Taking inspiration from the striking yellow stone of the island, the new hotel, which will have 70 rooms, would nestle into the topography of Comino, with trees that reflect the biodiversity of the surrounding environment. The pool area is built to reflect salt pans found across Malta and Gozo.
Bungalows, which rest along Santa Marija Bay, will change into roughly 20 low-lying three-bedroom villas resembling white blocks, taking inspiration from sites across the Mediterranean. A restaurant will also be built.
The rooms and residences will be mixed between short and long leases. No units will be sold. It will take two years to complete with Hili Ventures dishing out a €110 million to €120 million investment.
Unveiling the plans to the press, Hili Ventures’ architects, Belvedere Architecture, made it clear they were looking at the project as a natural continuation in the island and were keen to transform the architectural debate in Malta.

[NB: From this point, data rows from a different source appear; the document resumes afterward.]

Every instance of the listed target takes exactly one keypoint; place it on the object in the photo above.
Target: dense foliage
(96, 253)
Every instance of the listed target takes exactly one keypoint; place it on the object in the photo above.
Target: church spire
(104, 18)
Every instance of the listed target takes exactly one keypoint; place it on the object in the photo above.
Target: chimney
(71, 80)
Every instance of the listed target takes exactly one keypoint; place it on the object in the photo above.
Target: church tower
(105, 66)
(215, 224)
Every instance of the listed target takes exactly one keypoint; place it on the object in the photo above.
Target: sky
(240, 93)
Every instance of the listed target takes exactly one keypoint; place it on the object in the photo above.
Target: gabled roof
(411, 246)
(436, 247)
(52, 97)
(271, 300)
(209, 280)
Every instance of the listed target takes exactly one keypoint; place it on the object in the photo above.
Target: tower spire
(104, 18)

The project aims to ensure sustainability, with respect for nature a core design principle. All construction will be prefabricated, with the restoration of terrain and biodiversity also on the agenda. An on-site sewage plant will be constructed, with an area behind the chapel targeted.
They hope that throughout construction and operation, the hotel will keep a zero-carbon footprint.

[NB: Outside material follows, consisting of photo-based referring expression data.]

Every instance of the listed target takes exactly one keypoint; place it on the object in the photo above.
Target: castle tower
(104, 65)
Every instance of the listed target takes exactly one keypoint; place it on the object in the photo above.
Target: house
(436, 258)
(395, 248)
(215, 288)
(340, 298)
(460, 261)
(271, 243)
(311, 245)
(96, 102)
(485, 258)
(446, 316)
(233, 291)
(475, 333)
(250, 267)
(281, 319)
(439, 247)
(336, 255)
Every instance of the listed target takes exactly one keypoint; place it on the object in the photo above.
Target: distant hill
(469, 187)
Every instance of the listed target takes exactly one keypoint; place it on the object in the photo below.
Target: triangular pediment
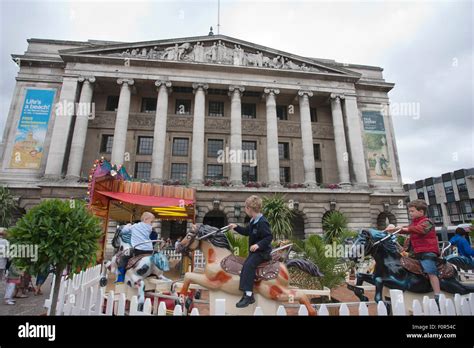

The actual floor plan, they say, will be far less than what is already being occupied. At the site of the hotel, more than 3,000 square metres of terrain will be restored, with reservoirs and other crucial services for the hotel going underground.
The architects have proposed other projects around the island, which would help showcase the island in its entirety.
While they made it clear these suggestions are simply contributions and not part of their permit, the architects proposed cleaning up paths across Comino. This will include developing signage, creating seating spots, and restoring buildings on the island.
Blue Lagoon should also be changed, they say, with a greater focus on preservation and management of the area, providing a clear distinction between what architects described as “the sacred” and “the profane”.
A floating pontoon, they propose, should be constructed to move away kiosks and other commercial activities away from the island. The pontoon will be removed at the end of every season.
The pig farm, lying on the south of the island, should be converted into a solar farm and botanical gardens. While noting the limitations of introducing a solar farm on the island, the architects said it would allow Comino to be entirely self-sufficient.